Using cachegrind, it seems that there are far fewer (about 75%) "D refs" when ranking C/G than A/T in the parallel implementation (turns out "D refs" are main memory references). Specifically, it seems that there are much fewer D writes occurring in the C/G cases (reads are fewer as well, but not as significantly as writes).
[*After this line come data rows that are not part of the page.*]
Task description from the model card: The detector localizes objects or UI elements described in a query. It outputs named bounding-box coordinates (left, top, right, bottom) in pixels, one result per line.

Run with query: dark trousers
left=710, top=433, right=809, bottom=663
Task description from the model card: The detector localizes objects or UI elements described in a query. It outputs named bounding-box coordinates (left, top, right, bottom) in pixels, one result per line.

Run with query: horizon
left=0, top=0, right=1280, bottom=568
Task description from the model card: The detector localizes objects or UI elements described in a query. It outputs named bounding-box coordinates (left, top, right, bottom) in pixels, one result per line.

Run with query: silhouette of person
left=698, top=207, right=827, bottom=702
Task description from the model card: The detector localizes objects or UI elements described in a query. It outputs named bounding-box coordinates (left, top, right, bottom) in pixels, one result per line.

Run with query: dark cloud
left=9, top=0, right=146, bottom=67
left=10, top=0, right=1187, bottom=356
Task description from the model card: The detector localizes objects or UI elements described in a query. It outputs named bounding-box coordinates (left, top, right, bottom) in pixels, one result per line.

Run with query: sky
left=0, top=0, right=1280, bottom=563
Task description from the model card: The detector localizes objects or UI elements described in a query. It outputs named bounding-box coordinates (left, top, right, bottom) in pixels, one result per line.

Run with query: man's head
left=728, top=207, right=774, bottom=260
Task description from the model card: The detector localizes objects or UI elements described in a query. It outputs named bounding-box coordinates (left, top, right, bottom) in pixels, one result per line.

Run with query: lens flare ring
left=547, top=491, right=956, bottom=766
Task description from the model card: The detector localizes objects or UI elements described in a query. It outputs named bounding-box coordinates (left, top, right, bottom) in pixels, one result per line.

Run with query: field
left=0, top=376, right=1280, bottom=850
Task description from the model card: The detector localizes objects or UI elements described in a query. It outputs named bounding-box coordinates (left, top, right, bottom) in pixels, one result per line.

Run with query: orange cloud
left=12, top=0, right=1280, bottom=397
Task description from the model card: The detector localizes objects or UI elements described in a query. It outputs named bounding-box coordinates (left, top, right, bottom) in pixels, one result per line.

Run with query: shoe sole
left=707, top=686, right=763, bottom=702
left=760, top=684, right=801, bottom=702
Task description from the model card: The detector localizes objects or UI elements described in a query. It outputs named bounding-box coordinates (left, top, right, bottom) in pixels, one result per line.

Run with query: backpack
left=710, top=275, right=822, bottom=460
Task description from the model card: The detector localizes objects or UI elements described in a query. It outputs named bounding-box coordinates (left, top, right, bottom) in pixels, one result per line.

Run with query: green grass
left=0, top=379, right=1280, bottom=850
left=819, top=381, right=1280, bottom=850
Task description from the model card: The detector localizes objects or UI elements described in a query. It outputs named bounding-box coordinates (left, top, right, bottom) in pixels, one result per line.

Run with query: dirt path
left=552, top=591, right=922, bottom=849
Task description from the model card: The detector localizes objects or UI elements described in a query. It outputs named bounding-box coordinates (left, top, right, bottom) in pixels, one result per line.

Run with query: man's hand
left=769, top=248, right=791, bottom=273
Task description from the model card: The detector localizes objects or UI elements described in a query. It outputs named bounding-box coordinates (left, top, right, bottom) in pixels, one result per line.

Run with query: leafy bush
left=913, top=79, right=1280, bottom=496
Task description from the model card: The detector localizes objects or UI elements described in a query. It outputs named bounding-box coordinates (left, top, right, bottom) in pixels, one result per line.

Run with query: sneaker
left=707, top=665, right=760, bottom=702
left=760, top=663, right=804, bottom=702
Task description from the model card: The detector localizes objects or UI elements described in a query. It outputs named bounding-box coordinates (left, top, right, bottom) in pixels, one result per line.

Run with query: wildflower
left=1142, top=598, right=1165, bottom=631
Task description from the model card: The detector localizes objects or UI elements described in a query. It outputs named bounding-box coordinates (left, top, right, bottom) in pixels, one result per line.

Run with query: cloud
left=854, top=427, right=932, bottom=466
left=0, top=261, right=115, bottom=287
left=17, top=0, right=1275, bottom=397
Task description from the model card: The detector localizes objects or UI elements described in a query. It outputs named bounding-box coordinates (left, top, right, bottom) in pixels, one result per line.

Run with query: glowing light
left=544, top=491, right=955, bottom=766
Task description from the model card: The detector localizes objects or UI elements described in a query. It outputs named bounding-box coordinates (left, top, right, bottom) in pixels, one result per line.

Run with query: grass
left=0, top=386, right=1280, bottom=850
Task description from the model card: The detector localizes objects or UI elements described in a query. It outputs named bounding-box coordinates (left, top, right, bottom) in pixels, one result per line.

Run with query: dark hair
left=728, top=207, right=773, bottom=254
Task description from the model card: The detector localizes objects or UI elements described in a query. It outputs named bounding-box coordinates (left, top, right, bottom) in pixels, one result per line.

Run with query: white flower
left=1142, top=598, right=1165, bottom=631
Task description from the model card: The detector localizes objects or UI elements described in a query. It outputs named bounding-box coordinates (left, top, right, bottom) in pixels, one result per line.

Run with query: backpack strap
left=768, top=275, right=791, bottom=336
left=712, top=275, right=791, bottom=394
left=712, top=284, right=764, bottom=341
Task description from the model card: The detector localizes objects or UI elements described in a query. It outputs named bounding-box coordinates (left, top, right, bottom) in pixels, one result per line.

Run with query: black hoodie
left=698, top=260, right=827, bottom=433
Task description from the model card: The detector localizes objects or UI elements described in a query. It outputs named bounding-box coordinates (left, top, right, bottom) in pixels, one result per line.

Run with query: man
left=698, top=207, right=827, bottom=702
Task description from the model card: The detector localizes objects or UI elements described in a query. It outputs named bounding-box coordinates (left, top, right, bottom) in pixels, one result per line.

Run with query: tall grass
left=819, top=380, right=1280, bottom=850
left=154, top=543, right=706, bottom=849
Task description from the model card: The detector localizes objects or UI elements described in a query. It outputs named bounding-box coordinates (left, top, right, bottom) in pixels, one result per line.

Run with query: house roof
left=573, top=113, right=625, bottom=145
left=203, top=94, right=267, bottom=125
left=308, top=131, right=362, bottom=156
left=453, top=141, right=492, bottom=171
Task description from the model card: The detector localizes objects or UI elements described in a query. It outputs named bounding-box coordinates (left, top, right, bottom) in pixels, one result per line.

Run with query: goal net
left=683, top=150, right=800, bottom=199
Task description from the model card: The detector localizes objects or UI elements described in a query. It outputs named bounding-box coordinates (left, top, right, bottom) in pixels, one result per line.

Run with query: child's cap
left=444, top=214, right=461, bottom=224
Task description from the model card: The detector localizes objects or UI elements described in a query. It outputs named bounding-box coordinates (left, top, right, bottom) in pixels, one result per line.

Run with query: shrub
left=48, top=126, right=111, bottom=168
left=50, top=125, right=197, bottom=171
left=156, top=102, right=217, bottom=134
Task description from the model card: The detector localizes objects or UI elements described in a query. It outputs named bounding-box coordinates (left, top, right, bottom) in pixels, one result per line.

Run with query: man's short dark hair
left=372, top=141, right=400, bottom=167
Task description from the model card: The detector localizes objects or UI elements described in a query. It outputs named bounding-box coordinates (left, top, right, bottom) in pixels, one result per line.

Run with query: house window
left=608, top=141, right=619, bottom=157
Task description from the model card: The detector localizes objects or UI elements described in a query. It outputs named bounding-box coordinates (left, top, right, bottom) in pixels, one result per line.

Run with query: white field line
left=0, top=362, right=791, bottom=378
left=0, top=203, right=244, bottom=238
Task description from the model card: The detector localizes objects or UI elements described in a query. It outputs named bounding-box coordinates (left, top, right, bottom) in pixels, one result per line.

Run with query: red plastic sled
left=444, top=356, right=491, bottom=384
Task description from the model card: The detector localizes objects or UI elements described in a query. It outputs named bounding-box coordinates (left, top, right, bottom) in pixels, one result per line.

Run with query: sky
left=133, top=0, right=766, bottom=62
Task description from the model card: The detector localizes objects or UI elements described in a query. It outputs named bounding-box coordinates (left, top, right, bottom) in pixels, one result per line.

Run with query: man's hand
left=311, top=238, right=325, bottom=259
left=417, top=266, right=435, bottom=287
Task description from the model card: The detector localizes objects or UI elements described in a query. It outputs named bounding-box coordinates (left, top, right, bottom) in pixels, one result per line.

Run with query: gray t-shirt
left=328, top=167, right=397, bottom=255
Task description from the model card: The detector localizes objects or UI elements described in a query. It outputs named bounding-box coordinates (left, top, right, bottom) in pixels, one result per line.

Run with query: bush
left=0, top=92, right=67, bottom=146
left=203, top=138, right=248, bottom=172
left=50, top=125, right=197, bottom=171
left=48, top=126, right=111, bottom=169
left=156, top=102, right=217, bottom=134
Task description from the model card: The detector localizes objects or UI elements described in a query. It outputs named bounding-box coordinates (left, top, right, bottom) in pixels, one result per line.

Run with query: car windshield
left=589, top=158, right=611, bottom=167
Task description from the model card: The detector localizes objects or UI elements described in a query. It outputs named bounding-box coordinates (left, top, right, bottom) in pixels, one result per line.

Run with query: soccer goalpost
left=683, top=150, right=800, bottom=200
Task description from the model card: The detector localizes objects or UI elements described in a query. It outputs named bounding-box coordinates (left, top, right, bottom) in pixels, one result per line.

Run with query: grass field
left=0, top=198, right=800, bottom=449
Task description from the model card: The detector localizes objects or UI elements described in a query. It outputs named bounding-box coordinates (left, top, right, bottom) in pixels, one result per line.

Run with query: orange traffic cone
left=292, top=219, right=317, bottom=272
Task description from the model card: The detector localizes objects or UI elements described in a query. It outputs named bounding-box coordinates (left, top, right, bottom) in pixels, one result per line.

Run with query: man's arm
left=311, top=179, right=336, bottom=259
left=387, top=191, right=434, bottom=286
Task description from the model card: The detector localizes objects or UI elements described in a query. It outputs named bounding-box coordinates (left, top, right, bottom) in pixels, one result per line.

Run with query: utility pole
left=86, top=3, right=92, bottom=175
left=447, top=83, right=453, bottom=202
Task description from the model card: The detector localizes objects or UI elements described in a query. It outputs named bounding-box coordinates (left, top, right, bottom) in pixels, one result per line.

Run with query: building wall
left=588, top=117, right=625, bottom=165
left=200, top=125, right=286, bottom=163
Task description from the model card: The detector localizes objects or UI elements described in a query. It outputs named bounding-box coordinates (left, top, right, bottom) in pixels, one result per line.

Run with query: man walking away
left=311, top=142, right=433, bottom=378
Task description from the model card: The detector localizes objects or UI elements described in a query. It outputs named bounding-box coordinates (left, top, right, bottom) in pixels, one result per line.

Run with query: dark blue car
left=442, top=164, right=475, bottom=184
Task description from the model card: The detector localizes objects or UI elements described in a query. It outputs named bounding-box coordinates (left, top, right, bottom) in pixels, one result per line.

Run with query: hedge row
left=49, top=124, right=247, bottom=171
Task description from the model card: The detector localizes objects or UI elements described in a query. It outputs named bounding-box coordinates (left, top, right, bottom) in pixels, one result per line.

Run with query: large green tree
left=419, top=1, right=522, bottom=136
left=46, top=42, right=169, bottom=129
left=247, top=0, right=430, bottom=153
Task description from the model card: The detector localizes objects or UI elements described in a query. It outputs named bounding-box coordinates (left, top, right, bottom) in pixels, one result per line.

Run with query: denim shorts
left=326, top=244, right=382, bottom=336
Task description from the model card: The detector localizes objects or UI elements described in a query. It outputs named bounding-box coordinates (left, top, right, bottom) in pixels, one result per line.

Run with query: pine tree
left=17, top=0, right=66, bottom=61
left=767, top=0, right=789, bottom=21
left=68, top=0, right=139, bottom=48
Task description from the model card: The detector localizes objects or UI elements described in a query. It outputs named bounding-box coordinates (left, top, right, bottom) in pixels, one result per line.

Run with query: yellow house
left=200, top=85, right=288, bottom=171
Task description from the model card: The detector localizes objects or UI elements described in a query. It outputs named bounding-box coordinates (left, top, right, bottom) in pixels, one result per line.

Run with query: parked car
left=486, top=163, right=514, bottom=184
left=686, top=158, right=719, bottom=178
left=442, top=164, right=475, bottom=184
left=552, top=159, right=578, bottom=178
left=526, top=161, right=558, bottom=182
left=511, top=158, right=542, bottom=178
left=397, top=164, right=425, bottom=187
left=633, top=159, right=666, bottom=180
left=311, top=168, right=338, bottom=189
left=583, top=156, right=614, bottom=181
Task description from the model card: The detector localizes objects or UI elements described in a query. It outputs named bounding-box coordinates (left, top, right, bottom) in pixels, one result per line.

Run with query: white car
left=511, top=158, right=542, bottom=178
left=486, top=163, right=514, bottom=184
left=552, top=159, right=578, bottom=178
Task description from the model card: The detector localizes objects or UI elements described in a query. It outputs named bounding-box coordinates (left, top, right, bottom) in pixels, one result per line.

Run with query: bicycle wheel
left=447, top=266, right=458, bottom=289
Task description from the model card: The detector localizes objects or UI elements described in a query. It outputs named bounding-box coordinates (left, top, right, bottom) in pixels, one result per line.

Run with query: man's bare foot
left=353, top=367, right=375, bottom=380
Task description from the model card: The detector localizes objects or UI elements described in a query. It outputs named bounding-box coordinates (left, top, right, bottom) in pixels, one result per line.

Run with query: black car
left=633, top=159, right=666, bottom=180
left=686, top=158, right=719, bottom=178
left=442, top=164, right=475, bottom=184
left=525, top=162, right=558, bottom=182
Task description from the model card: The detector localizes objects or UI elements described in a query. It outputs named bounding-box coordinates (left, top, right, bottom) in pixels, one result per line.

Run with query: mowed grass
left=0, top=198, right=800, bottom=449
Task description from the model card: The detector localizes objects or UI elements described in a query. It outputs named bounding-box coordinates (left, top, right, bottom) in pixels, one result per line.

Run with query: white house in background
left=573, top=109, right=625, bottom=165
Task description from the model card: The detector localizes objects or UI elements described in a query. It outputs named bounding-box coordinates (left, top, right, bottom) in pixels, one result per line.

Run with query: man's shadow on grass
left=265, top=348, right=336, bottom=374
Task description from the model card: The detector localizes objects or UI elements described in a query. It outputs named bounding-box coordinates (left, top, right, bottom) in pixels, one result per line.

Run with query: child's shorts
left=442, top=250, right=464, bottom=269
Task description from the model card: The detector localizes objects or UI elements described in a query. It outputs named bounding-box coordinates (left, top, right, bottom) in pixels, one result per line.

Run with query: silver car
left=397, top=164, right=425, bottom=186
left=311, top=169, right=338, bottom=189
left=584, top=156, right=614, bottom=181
Furthermore, under the sequential implementation, the D references for all bases are more on par with the A/T rank functions in the parallel implementation. It seems there might be some specific optimization in the parallel C/G case that the compiler is making. I kind of want to investigate this a bit further; ideally, I can somehow end up with the parallel C/G times with the sequential A/T times.

To do:

Investigate above behaviour a little more.
Start implementing precomputed blocks.

07/06/10

Had a discussion with Chris about experimental protocols. Turns out my experiment yesterday pretty much all fits in the cache (which is 6 MB), so there wouldn't be that much of a benefit between sequential (interleaved) and parallel (normal). So we decided on a new protocol:

Use larger sequences (>=16,000,000 bases)
Use random access. More specifically, build an array of random numbers, then use those numbers to call random ranks. This should prevent streaming.
Try both hardware and software popcount.

Also, I finished implementing count blocks; currently, each 64-bit block has a count block (which is 32 bits), with 4 count blocks per rank block, one for each base.

So here are the results, run on skorpios at -O3, with 40,000,000 rank calls each. Times are wall time:

Sequence length (*10^6)	Normal (ms)	Interleaved	Normal + HW popcount	Interleaved + HW popcount
1	792	750	244	237
2	864	861	265	250
4	924	935	274	255
8	1134	1063	449	363
16	1567	1460	752	639
64	3857	3018	1242	1034
256	4495	3910	1901	1358
2048	5332	4639	2915	1957

Note that the 2048 million times may not be quite as accurate. The test at 1024M segfaulted for all four implementations (later note: turns out this was a problem in the driver, where I used a signed int by accident).

To do:

Try out using a different count structure (only store 3/4 bases, and calculate the last base) and see the performance hit.
Try out interleaving the count structure as well.
Implement adjustable sampling rates.

07/07/10

Implemented another structure with interleaved counts, as well as a count structure with only 3 bases. Since skorpios is down right now, I just did some preliminary testing with my laptop (32-bit, Intel Core 2 Duo, no hardware popcount, 6 MB cache, 3.2 GB RAM).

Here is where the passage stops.